Yararlılık ilkesi (principle of utility)

01.11.2022
1.043

Bentham dava arkadaşı James Mill (1773-1836) ile birlikte İngiltere’de dinsel etkilerin dışında, laik bir ahlak düzeni oluşturmak istiyordu. Toplumun gereksinimi olan yasal ve toplumsal reform girişimlerini, oluşturduğu etik kuramın normları ışığında gerçekleştirmek istemekteydi ve bunu, konu uzun erimli bir düzeyde ele alındığında büyük ölçüde başardığı da söylenebilir.
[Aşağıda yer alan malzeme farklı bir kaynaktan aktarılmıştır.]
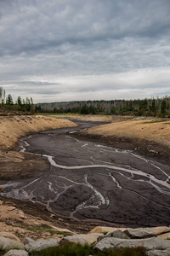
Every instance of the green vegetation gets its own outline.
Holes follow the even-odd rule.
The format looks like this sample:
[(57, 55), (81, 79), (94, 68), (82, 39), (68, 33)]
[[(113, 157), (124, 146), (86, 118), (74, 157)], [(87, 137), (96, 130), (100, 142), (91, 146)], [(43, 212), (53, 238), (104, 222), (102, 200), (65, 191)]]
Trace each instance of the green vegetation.
[(38, 103), (36, 113), (121, 114), (170, 117), (170, 97), (144, 100), (87, 101)]
[(82, 246), (80, 244), (66, 244), (62, 247), (45, 249), (40, 253), (34, 253), (33, 255), (41, 256), (144, 256), (145, 250), (143, 247), (138, 248), (119, 248), (110, 249), (108, 252), (99, 252), (94, 249), (93, 246)]
[(37, 225), (28, 225), (26, 226), (27, 230), (34, 231), (34, 232), (38, 232), (38, 233), (42, 233), (42, 232), (49, 232), (51, 236), (57, 234), (57, 235), (63, 235), (64, 236), (71, 236), (70, 233), (67, 232), (63, 232), (63, 231), (57, 231), (54, 230), (52, 227), (46, 225), (46, 224), (41, 224), (40, 226)]
[(3, 87), (0, 87), (0, 110), (3, 113), (9, 112), (20, 113), (31, 113), (35, 112), (33, 100), (31, 97), (26, 97), (26, 100), (21, 99), (19, 96), (15, 103), (13, 101), (13, 97), (10, 94), (5, 97), (5, 90)]

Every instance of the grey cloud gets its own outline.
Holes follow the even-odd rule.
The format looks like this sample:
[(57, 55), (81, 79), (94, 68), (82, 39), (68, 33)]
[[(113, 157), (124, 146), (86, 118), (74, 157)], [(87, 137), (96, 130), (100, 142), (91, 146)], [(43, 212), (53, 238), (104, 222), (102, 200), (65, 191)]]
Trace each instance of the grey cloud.
[[(145, 91), (154, 89), (160, 85), (143, 69), (169, 67), (169, 0), (1, 0), (1, 84), (18, 84), (11, 88), (22, 93), (35, 87), (35, 95), (50, 96), (139, 88), (141, 81)], [(142, 77), (136, 85), (122, 82), (122, 73), (128, 78), (138, 70), (151, 84)], [(113, 74), (120, 79), (111, 84)]]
Bentham için her alandaki başarının birincil koşulu bilimsel olmaktan geçiyordu. Bu nedenle etiği ve politikayı da bilimsel olarak doğrulanabilir disiplinler hâline getirmeye çalışmış, bunun için değerlendirme ölçütlerini, niceliksel ölçütler olarak formüle etmek gerektiğine inanmıştır. Ortaya koyduğu etik yaklaşım ile bu amacı gerçekleştirmeye yönelmiştir. Yaptığı iş temelde bir insan doğası çözümlemesidir. Bu noktayı Hume felsefesinden aldığını daha önce belirtmiştik. Bu açıdan indirgemeci çözümlemeyi çok iyi başardığı kabul edilmektedir. Bu çözümleme ile iyinin anlamını aydınlatmaya çalıştığı için kuramı büyük ölçüde metaetik bir çalışmadır. Ama ütilitarianizmin normatif bir yönü olduğunu da unutmamalıyız.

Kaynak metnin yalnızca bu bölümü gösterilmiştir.